Tumour-treating fields (TTFields) use alternating electric fields which interfere with dividing cells, thereby reducing tumour growth. Previous reports suggest that electrical forces on cell structure proteins interfered with the chromosome separation during mitosis and induced apoptosis. In the present report we evaluate electromagnetic exposure of cells in telophase/cytokinesis in order to further analyse the mechanism of action on cells. We performed numerical electromagnetic simulations to analyse the field distribution in a cell during different mitotic phases. Based thereon, we developed an electric lumped element model of the mitotic cell. Both the electromagnetic simulation and the lumped element model predict a local increase of the specific absorption rate (SAR) as a measure of the electromagnetically induced power absorption density at the mitotic furrow which may help to explain the anti-proliferative effect. In accordance with other reports, cell culture experiments confirmed that TTFields reduce the proliferation of different glioma cell lines in a field strength- and frequency-dependent manner.

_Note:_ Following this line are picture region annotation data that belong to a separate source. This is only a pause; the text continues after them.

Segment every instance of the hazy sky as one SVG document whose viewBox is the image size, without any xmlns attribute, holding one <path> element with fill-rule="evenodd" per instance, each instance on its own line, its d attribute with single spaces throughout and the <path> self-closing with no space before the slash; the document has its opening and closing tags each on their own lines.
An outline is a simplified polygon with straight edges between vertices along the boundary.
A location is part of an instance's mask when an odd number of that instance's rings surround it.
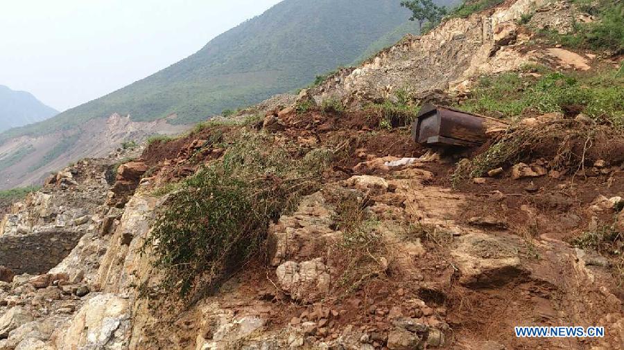
<svg viewBox="0 0 624 350">
<path fill-rule="evenodd" d="M 60 111 L 142 79 L 280 0 L 1 0 L 0 85 Z"/>
</svg>

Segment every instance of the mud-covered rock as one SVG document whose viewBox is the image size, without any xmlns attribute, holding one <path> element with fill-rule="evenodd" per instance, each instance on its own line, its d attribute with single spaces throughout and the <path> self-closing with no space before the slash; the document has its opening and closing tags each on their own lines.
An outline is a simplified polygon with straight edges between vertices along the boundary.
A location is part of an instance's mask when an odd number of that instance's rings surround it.
<svg viewBox="0 0 624 350">
<path fill-rule="evenodd" d="M 322 258 L 301 263 L 286 261 L 275 273 L 279 286 L 295 300 L 311 302 L 329 292 L 329 268 Z"/>
<path fill-rule="evenodd" d="M 388 192 L 388 181 L 379 176 L 358 175 L 352 176 L 345 183 L 347 186 L 358 190 L 373 196 L 383 194 Z"/>
<path fill-rule="evenodd" d="M 21 306 L 14 306 L 0 316 L 0 339 L 6 339 L 10 332 L 33 320 L 30 311 Z"/>
<path fill-rule="evenodd" d="M 123 349 L 130 318 L 128 301 L 113 294 L 89 300 L 56 338 L 58 350 Z"/>
<path fill-rule="evenodd" d="M 474 233 L 456 241 L 451 254 L 462 284 L 473 288 L 496 287 L 528 274 L 519 255 L 521 243 L 514 237 Z"/>
</svg>

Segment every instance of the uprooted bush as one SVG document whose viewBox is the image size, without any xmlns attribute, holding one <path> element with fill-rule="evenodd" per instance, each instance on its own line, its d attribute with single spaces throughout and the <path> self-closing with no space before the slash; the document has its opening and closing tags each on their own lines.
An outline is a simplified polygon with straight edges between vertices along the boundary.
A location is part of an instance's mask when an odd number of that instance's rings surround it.
<svg viewBox="0 0 624 350">
<path fill-rule="evenodd" d="M 331 247 L 331 255 L 339 271 L 336 291 L 349 294 L 365 282 L 385 276 L 388 247 L 379 232 L 379 221 L 366 210 L 367 198 L 355 192 L 334 194 L 336 214 L 332 220 L 343 237 Z"/>
<path fill-rule="evenodd" d="M 603 158 L 612 164 L 624 160 L 624 135 L 606 125 L 588 125 L 571 119 L 553 119 L 533 125 L 517 125 L 494 140 L 471 160 L 458 164 L 453 185 L 480 177 L 489 170 L 519 161 L 543 158 L 548 167 L 573 172 L 591 167 Z"/>
<path fill-rule="evenodd" d="M 158 213 L 141 252 L 163 271 L 158 289 L 185 300 L 201 296 L 261 252 L 270 222 L 313 190 L 329 160 L 271 147 L 263 133 L 243 132 L 223 159 L 179 186 Z"/>
</svg>

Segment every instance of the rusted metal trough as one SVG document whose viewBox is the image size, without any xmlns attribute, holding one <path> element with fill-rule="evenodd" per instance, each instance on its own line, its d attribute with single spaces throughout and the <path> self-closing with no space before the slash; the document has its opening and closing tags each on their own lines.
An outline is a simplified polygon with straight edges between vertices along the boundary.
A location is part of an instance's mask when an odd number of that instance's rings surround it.
<svg viewBox="0 0 624 350">
<path fill-rule="evenodd" d="M 478 146 L 508 126 L 493 118 L 426 104 L 412 125 L 412 140 L 422 145 Z"/>
</svg>

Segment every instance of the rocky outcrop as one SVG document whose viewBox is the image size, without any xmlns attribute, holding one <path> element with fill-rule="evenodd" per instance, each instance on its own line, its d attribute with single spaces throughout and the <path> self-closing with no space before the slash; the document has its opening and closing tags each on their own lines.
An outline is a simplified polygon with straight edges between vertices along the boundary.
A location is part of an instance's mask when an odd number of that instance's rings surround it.
<svg viewBox="0 0 624 350">
<path fill-rule="evenodd" d="M 309 93 L 318 102 L 338 98 L 353 104 L 392 100 L 399 90 L 417 96 L 435 89 L 463 89 L 472 77 L 511 71 L 551 55 L 525 53 L 512 45 L 520 40 L 517 21 L 522 15 L 551 2 L 519 0 L 491 16 L 484 12 L 449 19 L 425 35 L 406 37 L 358 67 L 341 69 Z"/>
<path fill-rule="evenodd" d="M 84 160 L 15 203 L 0 225 L 0 266 L 15 273 L 47 272 L 94 232 L 108 187 L 105 162 Z"/>
<path fill-rule="evenodd" d="M 33 320 L 33 315 L 24 308 L 11 308 L 0 317 L 0 339 L 8 338 L 11 331 Z"/>
<path fill-rule="evenodd" d="M 54 335 L 58 350 L 113 350 L 127 348 L 128 301 L 113 294 L 91 298 L 70 321 L 67 330 Z"/>
<path fill-rule="evenodd" d="M 286 261 L 275 273 L 282 291 L 295 300 L 311 302 L 329 293 L 329 268 L 322 258 L 297 263 Z"/>
</svg>

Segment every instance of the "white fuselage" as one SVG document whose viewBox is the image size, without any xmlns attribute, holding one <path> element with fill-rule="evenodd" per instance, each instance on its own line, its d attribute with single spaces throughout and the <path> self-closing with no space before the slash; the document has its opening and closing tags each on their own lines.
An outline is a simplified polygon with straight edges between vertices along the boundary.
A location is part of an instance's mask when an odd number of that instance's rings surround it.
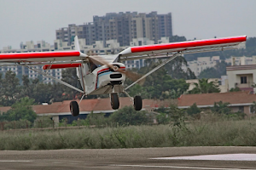
<svg viewBox="0 0 256 170">
<path fill-rule="evenodd" d="M 111 65 L 125 71 L 125 65 L 122 63 Z M 90 63 L 85 63 L 77 69 L 77 73 L 86 94 L 120 93 L 124 90 L 125 74 L 110 70 L 107 65 L 92 68 Z"/>
</svg>

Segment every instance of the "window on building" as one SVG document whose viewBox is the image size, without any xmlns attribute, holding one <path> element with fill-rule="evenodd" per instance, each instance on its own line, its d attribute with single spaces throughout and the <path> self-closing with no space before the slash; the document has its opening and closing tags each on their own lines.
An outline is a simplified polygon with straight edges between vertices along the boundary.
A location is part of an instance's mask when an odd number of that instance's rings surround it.
<svg viewBox="0 0 256 170">
<path fill-rule="evenodd" d="M 247 76 L 241 76 L 241 84 L 247 83 Z"/>
<path fill-rule="evenodd" d="M 238 110 L 239 110 L 239 111 L 243 113 L 244 112 L 244 106 L 239 106 Z"/>
</svg>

Furthermore, we found an additional dependence on the commutation time of the electrical fields. The report gives new insights into TTFields’ anti-proliferative effect on tumours, which could help to improve future TTFields application systems.

Highlights

  • Tumour-treating fields (TTFields) use alternating electric fields which interfere with dividing cells, thereby reducing tumour growth

  • Power absorption due to the applied electromagnetic fields is investigated by analysing the specific absorption rate (SAR), which describes the absorbed power density

  • In the present report we show that TTFields reduce the proliferation of glioma cells (Table 2, Fig. 7) without completely stopping it, which might explain why, applied in clinical studies, TTFields till can not completely stop but only slow tumour growth[13,30]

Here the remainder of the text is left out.